The artists, invited by The Garden Museum, have selected varieties now considered to be heritage fruits. In the adventurous spirit of the plant-hunting Tradescants, artists from across the globe have embraced the project with works coming from Europe, Korea and USA.
The centrepiece of this exhibition will be the display of ‘The Tradescants’ Orchard’, considered one of the Bodleian Library’s finest treasures. The Orchard is a practical document that records the size, colour and texture of fruit with their ripening dates. The fruits are accompanied by charming depictions of birds and insects that will delight the exhibition’s visitors.
The Garden Museum at Lambeth
The Garden Museum, housed in the ancient church of St Mary at Lambeth, will reopen in 2017 after a £7.5 million restoration project. Since it closed its doors in October 2015, it has been impossible to imagine what is going on behind the hoardings on Lambeth Road and what might emerge when the museum reopens in early 2017.
The renovated Museum will open with an extensive exhibition to celebrate the Tradescants father and son, gardeners to King Charles I and II, whose magnificent tomb in St Mary’s churchyard inspired the foundation of the Garden Museum.

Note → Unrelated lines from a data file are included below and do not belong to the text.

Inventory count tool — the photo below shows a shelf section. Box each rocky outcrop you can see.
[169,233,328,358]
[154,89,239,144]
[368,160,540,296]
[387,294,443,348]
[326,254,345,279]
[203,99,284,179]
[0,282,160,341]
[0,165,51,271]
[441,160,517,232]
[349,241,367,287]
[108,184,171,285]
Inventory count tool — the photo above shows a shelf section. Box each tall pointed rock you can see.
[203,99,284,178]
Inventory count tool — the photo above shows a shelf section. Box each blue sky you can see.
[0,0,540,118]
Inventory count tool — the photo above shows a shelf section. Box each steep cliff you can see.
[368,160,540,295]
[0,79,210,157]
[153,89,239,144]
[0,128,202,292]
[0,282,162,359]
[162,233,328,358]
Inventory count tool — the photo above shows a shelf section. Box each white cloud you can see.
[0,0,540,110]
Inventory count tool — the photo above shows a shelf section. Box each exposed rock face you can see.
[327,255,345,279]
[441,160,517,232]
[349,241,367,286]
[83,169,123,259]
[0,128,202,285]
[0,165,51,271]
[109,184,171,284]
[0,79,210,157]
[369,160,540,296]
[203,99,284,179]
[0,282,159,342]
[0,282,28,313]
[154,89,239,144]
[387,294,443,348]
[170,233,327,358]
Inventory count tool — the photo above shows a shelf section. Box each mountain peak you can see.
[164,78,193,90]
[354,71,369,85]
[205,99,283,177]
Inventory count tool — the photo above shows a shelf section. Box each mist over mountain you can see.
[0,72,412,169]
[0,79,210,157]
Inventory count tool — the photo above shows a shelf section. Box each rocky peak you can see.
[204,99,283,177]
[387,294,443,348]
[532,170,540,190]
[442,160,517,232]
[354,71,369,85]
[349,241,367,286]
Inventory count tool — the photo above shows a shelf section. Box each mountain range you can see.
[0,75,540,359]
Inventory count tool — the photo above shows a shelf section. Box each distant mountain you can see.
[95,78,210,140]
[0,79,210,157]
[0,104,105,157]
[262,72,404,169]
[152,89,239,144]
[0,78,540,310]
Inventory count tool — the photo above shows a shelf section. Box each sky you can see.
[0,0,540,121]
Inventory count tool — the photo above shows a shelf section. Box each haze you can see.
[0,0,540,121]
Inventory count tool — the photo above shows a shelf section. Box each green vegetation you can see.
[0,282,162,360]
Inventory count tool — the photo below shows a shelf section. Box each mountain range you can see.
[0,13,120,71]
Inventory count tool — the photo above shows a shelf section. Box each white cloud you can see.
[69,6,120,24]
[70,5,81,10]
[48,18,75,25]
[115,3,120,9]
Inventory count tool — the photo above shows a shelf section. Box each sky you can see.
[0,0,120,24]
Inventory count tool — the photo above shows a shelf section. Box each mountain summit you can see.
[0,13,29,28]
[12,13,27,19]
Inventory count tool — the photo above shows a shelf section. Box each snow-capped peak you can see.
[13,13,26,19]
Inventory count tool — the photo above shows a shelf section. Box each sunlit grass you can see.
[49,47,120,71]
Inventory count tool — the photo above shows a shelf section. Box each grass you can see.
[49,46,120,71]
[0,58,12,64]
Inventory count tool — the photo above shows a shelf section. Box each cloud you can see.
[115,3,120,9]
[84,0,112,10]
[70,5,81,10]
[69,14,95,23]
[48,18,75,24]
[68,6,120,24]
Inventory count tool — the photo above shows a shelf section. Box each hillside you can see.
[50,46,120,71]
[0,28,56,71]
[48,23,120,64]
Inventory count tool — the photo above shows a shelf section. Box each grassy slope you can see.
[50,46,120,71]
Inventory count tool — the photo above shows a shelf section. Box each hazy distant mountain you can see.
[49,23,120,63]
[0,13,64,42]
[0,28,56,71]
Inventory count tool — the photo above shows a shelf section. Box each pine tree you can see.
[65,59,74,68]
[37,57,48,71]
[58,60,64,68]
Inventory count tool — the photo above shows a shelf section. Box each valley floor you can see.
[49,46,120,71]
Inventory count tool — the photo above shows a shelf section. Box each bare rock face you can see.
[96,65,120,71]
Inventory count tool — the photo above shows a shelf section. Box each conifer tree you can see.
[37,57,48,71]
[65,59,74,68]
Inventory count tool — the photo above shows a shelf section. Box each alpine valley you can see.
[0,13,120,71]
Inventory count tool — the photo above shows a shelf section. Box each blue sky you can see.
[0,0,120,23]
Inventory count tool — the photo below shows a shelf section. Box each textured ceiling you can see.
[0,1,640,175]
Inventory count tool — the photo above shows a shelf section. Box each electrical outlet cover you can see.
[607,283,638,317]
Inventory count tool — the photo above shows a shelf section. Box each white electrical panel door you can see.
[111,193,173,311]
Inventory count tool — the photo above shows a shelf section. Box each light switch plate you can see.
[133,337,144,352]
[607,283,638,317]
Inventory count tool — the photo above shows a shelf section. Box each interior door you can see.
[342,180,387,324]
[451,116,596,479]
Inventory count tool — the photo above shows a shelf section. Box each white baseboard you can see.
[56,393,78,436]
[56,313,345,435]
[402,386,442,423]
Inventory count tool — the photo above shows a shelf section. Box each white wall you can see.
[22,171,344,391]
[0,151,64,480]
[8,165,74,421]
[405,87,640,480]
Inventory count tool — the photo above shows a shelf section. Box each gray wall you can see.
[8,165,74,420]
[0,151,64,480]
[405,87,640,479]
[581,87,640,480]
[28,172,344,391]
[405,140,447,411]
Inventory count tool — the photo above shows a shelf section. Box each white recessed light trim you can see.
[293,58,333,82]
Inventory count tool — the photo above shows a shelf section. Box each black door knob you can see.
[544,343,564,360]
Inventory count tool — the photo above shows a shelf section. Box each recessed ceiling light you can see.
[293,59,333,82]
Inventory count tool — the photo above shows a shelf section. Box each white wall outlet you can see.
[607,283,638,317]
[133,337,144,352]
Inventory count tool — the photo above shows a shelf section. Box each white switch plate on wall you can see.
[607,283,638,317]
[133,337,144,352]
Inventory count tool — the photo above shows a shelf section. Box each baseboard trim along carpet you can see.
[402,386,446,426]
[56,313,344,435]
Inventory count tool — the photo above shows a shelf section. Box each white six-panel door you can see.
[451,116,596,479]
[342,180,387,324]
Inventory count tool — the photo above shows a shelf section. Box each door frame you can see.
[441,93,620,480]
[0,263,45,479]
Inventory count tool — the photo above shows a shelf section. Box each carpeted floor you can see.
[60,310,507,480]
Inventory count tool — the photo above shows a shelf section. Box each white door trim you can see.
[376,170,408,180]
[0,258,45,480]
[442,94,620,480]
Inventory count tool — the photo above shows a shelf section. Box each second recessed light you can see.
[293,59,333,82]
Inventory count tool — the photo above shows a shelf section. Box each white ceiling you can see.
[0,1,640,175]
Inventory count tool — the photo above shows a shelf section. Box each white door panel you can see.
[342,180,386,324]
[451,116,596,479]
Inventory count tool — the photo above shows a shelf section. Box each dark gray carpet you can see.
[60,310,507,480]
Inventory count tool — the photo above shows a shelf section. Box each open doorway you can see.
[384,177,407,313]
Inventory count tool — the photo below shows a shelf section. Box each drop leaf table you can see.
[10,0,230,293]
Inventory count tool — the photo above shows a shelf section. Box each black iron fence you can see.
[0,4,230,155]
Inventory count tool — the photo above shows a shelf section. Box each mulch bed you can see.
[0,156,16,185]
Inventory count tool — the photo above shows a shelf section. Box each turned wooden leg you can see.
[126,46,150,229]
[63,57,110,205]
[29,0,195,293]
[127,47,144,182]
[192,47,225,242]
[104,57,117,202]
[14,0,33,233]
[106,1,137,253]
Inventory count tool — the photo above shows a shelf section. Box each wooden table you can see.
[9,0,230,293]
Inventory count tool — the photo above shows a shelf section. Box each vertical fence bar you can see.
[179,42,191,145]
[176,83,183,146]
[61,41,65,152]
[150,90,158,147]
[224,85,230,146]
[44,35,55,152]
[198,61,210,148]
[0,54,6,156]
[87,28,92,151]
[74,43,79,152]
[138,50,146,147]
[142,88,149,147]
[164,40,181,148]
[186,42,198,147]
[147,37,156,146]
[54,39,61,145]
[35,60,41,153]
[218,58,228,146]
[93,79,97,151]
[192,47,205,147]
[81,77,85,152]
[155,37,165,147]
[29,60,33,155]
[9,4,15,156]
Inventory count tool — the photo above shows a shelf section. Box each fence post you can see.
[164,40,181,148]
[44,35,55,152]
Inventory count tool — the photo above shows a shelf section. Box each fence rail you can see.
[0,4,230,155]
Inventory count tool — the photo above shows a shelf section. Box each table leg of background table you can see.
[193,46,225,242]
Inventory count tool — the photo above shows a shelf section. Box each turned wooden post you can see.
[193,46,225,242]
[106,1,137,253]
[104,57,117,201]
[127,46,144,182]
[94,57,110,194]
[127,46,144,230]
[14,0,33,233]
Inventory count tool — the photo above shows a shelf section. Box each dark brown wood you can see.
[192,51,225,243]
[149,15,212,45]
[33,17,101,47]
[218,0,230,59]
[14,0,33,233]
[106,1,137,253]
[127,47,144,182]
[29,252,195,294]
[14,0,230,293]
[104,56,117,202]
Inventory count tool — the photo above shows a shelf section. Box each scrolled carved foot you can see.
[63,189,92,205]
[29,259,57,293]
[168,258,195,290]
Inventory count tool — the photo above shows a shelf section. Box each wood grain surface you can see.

The Tradescants at Lambeth
John Tradescant (1580-1638) was celebrated for his ability to grow fruits, and at Lambeth he planted an orchard of new and rare varieties. The botanist John Parkinson wrote of plums that, ‘the choysest for goodnesse, and rarest for knowledge, are to be had of my very good friend Master John Tradescante, who hath wonderfully laboured to obtaine all the rarest fruits hee can heare off in any place of Christendome, Turky, yea or the whole world’.
The Tradescants’ collection of art and natural history, known as the Tradescant Ark, was one of the great wonders of London. The Garden Museum will re-open in Spring 2017 with an exciting recreation of the Ark.